Es war ganz so, wie es immer gewesen war, ganz so, wie sich's Eugen im voraus gedacht hatte, ganz so, wie er es nie hätte besser vorabsehen können. Der junge, brünette Ire warf mit üblen Flüchen und Drohungen um sich herum, soff seine Flasche aus, und die Fauligkeit und das alte, rote Licht der Mordlust nahmen zu. Und das Kötergezücht lachte und höhnte wie immer, und schließlich verstummte das Kötergezücht plötzlich, als der Betrunkne drohend aufsprang und losschlagen wollte, und der alte Wagenschaffner mit dem versauerten, versorgten Gesicht verhinderte den Betrunknen am Losschlagen, und der junge, brünette Ire setzte sich wieder und fluchte nun auf den Schaffner.
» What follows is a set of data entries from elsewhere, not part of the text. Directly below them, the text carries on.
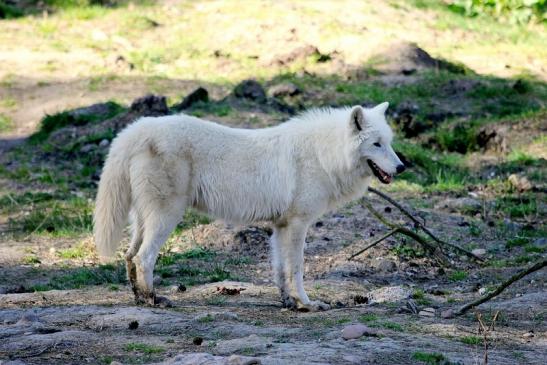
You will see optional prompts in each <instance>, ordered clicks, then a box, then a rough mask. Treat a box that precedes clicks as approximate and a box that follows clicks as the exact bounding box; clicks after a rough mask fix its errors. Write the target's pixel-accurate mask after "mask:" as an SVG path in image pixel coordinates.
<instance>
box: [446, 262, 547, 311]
mask: <svg viewBox="0 0 547 365" xmlns="http://www.w3.org/2000/svg"><path fill="white" fill-rule="evenodd" d="M545 266H547V259H543V260H540V261H538V262H536V263H535V264H533V265H531V266H529V267H528V268H526V269H525V270H522V271H519V272H518V273H516V274H515V275H513V276H511V277H510V278H509V279H508V280H506V281H504V282H503V283H501V285H500V286H498V287H497V288H496V290H494V291H493V292H491V293H489V294H486V295H484V296H482V297H480V298H479V299H477V300H475V301H473V302H471V303H468V304H466V305H464V306H463V307H461V308H460V309H458V310H457V311H456V312H454V315H456V316H459V315H462V314H464V313H465V312H467V311H468V310H469V309H471V308H473V307H476V306H478V305H480V304H482V303H484V302H486V301H488V300H490V299H492V298H494V297H495V296H497V295H499V294H500V293H501V292H502V291H504V290H505V288H507V287H508V286H509V285H511V284H513V283H514V282H515V281H517V280H520V279H522V278H523V277H525V276H526V275H528V274H531V273H533V272H534V271H538V270H540V269H542V268H544V267H545Z"/></svg>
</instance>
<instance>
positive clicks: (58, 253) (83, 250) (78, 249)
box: [57, 244, 91, 259]
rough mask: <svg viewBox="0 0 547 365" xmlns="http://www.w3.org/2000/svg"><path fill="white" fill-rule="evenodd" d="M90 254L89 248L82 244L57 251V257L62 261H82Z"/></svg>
mask: <svg viewBox="0 0 547 365" xmlns="http://www.w3.org/2000/svg"><path fill="white" fill-rule="evenodd" d="M90 254H91V253H90V252H89V248H88V247H86V246H85V245H83V244H79V245H77V246H74V247H69V248H65V249H60V250H58V251H57V256H58V257H60V258H62V259H83V258H86V257H88V256H89V255H90Z"/></svg>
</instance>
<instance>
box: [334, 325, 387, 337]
mask: <svg viewBox="0 0 547 365" xmlns="http://www.w3.org/2000/svg"><path fill="white" fill-rule="evenodd" d="M377 334H378V333H377V332H376V331H375V330H373V329H372V328H370V327H367V326H365V325H363V324H351V325H349V326H346V327H344V329H343V330H342V338H343V339H344V340H352V339H356V338H359V337H362V336H377Z"/></svg>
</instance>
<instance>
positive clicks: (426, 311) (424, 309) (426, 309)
mask: <svg viewBox="0 0 547 365" xmlns="http://www.w3.org/2000/svg"><path fill="white" fill-rule="evenodd" d="M418 315H419V316H421V317H435V308H424V309H422V310H421V311H419V312H418Z"/></svg>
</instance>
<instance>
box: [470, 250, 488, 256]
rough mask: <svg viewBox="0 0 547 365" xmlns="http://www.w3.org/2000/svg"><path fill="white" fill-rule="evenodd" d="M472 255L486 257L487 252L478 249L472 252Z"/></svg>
mask: <svg viewBox="0 0 547 365" xmlns="http://www.w3.org/2000/svg"><path fill="white" fill-rule="evenodd" d="M471 253H472V254H473V255H475V256H478V257H483V256H484V255H486V250H485V249H484V248H476V249H474V250H473V251H471Z"/></svg>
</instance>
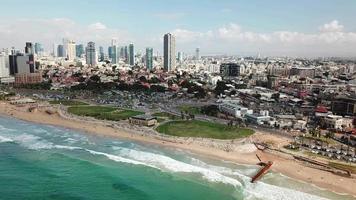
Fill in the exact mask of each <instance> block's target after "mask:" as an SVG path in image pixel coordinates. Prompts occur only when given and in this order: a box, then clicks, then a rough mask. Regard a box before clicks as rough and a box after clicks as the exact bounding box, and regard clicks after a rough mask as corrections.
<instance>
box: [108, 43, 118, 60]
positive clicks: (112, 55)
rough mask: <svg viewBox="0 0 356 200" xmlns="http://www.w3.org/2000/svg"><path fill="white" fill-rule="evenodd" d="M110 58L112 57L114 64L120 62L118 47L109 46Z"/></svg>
mask: <svg viewBox="0 0 356 200" xmlns="http://www.w3.org/2000/svg"><path fill="white" fill-rule="evenodd" d="M109 58H110V59H111V63H112V64H117V63H118V59H117V58H118V56H117V47H116V46H111V47H109Z"/></svg>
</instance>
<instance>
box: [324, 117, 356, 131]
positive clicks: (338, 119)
mask: <svg viewBox="0 0 356 200" xmlns="http://www.w3.org/2000/svg"><path fill="white" fill-rule="evenodd" d="M321 126H322V127H323V128H331V129H336V130H343V129H345V128H353V119H351V118H343V117H342V116H339V115H328V116H326V117H324V118H323V119H322V120H321Z"/></svg>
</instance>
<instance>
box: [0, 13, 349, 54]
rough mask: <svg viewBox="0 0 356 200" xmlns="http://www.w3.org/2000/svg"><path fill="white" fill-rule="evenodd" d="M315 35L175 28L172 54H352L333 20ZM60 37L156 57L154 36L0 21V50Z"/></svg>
mask: <svg viewBox="0 0 356 200" xmlns="http://www.w3.org/2000/svg"><path fill="white" fill-rule="evenodd" d="M162 17H163V16H162ZM318 28H319V29H318ZM315 30H316V32H314V33H302V32H292V31H288V30H282V31H275V32H253V31H247V30H244V28H243V27H241V26H240V25H238V24H236V23H230V24H226V25H222V26H221V27H217V28H215V29H211V30H207V31H193V30H188V29H182V28H177V29H174V30H172V31H171V32H172V33H173V34H174V35H175V36H176V45H177V50H178V51H184V52H194V49H195V48H196V47H198V46H199V47H200V48H201V52H202V54H205V53H206V54H240V53H241V52H249V53H251V54H252V53H257V52H261V53H262V54H264V55H291V56H355V55H356V53H355V49H356V32H347V31H345V28H344V26H343V25H342V24H341V23H339V22H338V21H337V20H333V21H331V22H329V23H326V24H324V25H322V26H320V27H316V28H315ZM63 38H68V39H73V40H75V41H76V42H78V43H83V44H86V43H87V42H89V41H94V42H96V43H97V44H98V45H108V44H110V41H111V39H112V38H117V40H118V41H119V43H120V44H126V43H128V42H134V43H135V45H136V47H137V48H136V49H137V50H141V49H143V48H144V47H147V46H152V47H154V48H155V51H159V52H162V41H163V33H158V37H155V36H152V37H150V36H146V35H144V33H142V34H141V35H138V38H134V37H133V34H132V33H129V32H127V31H126V30H119V29H115V28H111V27H108V26H106V25H105V24H103V23H101V22H94V23H92V24H90V25H86V26H85V25H82V24H78V23H76V22H75V21H73V20H71V19H66V18H55V19H15V20H11V21H9V20H1V19H0V45H1V46H0V49H1V48H7V47H12V46H15V47H17V48H21V49H22V48H23V46H24V44H25V42H26V41H32V42H40V43H43V44H45V46H46V47H47V49H50V48H52V46H51V45H52V44H53V43H60V42H61V41H62V39H63ZM140 48H141V49H140Z"/></svg>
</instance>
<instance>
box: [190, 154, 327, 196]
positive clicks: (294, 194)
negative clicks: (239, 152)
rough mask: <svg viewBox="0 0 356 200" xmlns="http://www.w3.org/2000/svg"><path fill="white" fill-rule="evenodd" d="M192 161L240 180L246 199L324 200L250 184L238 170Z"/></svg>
mask: <svg viewBox="0 0 356 200" xmlns="http://www.w3.org/2000/svg"><path fill="white" fill-rule="evenodd" d="M192 161H193V162H194V163H195V164H197V165H199V166H201V167H203V168H206V169H210V170H213V171H216V172H218V173H221V174H223V175H226V176H237V177H238V178H239V179H240V180H242V183H243V185H244V186H243V187H244V188H243V191H244V195H245V198H246V199H268V200H284V199H294V200H299V199H300V200H302V199H303V200H304V199H305V200H314V199H315V200H324V199H325V198H322V197H319V196H315V195H312V194H308V193H304V192H300V191H297V190H292V189H289V188H284V187H279V186H275V185H270V184H267V183H264V182H261V181H260V182H257V183H250V180H251V178H250V177H249V176H246V175H245V173H242V172H241V171H240V170H238V169H236V170H235V169H231V168H226V167H222V166H214V165H209V164H207V163H204V162H202V161H200V160H198V159H195V158H192ZM253 171H254V173H253V174H255V173H256V172H257V169H253ZM244 172H245V170H244ZM249 172H250V170H249Z"/></svg>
Und das Licht fiel schräger, abschüssiger vom Himmel herein, die alte Abendröte lag mit zaubrischen Feuern auf dem Strom, und der Zug machte ständig sein ungeheures eintöniges Brausen, das wie der Laut der Stille und des Immerdar war, – und nun war nichts mehr außer der ungeheuren Eintönigkeit aus Zeit und Stille und dem Strom, dem heimgesuchten Strom, dem zaubrisch gebannten Strom, der auf immerdar seine großen, lautlosen Fluten aus dem Binnenland zog, der durch aller Menschen Dasein die magische Bahn seiner hehren, heimsucherischen Berückung zog, der Eugens Leben mit verwunschnen Königreichen und Lotoslanden und all den in der Kindheit geträumten Schaubildern von der magischen Erde verband, und der ihn, Eugen, dennoch immerdar vom Zaubrischen fortzog, ihn hinzog in den Schmutz und Schweiß und die Gewaltsamkeit der Stadt, der unaufhörlichen Großstadt, der millionenfüßigen Weltstadt, ihn hinzog nach Amerika.

Der große Strom brannte da im Feuer der abklingenden Abendröte in Eugens Schau, der große Strom lag da im Bann der Stille und des Immerdar, der große Strom floß auf immerdar dahin und war seltsamer als eine Legende und so dunkel wie die Zeit.